Tracey Emin construiu ao longo das últimas décadas uma carreira pontuada por gestos estéticos intensos e autobiográficos. Representante da Inglaterra na 52ª Biennale de Veneza (2007) e nomeada «Accademica di Disegno» na Royal Academy of Arts de Londres em 2011, Emin tornou-se célebre por instalações que traduzem íntimo em cena pública. Entre as obras que definiram sua trajetória estão My Bed (1998) — o verdadeiro leito desfeito, com restos de vida quotidiana — e Everyone I Have Ever Slept With 1963–1995 (1995), a tenda azul com nomes bordados que hoje pertencem à memória perdida do acervo.
O mercado também testemunhou essa visibilidade: o recorde de leilão de Emin foi de 4.365.646 dólares pela venda de My Bed na Christie’s, em Nova York, em 2014. Nos últimos 12 meses, observa-se uma média de 362.663 dólares para seus quadros e 221.598 dólares para suas instalações — sinais de que a obra de Emin continua a operar como bem cultural e financeiro.
É impossível contar essa história sem evocar o incêndio que marcou sua mitologia: em 24 de maio de 2004, o armazém de Charles Saatchi foi consumido pelo fogo, levando à destruição de peças simbólicas como a tenda Everyone I Have Ever Slept With e a cabina The Last Thing I Said to You is Don't Leave Me Here (1999). Após a perda, Emin recusou recriar essas obras, posição que revela o valor performativo do original e a tenacidade da memória material.
Enquanto isso, em Paris, a mostra “Questo non andrà bene” de Nan Goldin insiste em lembrar que imagens e traumas estão entrelaçados — um contraponto necessário ao brilho das bienais e ao mercado florescente.

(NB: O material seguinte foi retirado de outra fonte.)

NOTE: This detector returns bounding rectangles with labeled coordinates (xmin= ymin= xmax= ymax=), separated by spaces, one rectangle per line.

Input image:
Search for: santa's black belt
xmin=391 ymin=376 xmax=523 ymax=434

A peça em Paris se insere em um debate maior sobre a ética das imagens e o papel do artista como cronista de feridas sociais. Juntas, as exposições funcionam como dois focos luminescentes de uma mesma paisagem cultural europeia: de um lado a reinvenção pública do íntimo; do outro, a exposição das feridas privadas como crítica civil.
O contexto do mercado também aparece como personagem nesta narrativa: além das cifras, há um paradoxo exposto quando obras tão presentes em museus e no imaginário coletivo entram em circuitos de venda, como ilustrado pela menção recente a uma 'Pala' de Joseph Beuys em leilão — um lembrete de que o mercado e a museologia às vezes jogam papéis antagônicos e complementares na construção do legado artístico.
O trabalho de contemplar essas mostras é, portanto, também o trabalho de ler os ecos culturais que elas produzem. Tracey Emin em Londres propõe um reframe da memória íntima como patrimônio público; Nan Goldin em Paris, uma confrontação que não permite suaves recuos. Como observadora do zeitgeist, vejo nessas exposições não apenas a renovação de carreiras, mas o lembrete de que a arte continua a ser um instrumento para compreender onde estamos — e por que continuamos a contar certas histórias.
Para o público, o convite é duplo: ver e questionar. E, se a arte é um reflexo, essas mostras confirmam que o reflexo nem sempre é confortável — é, muitas vezes, necessário.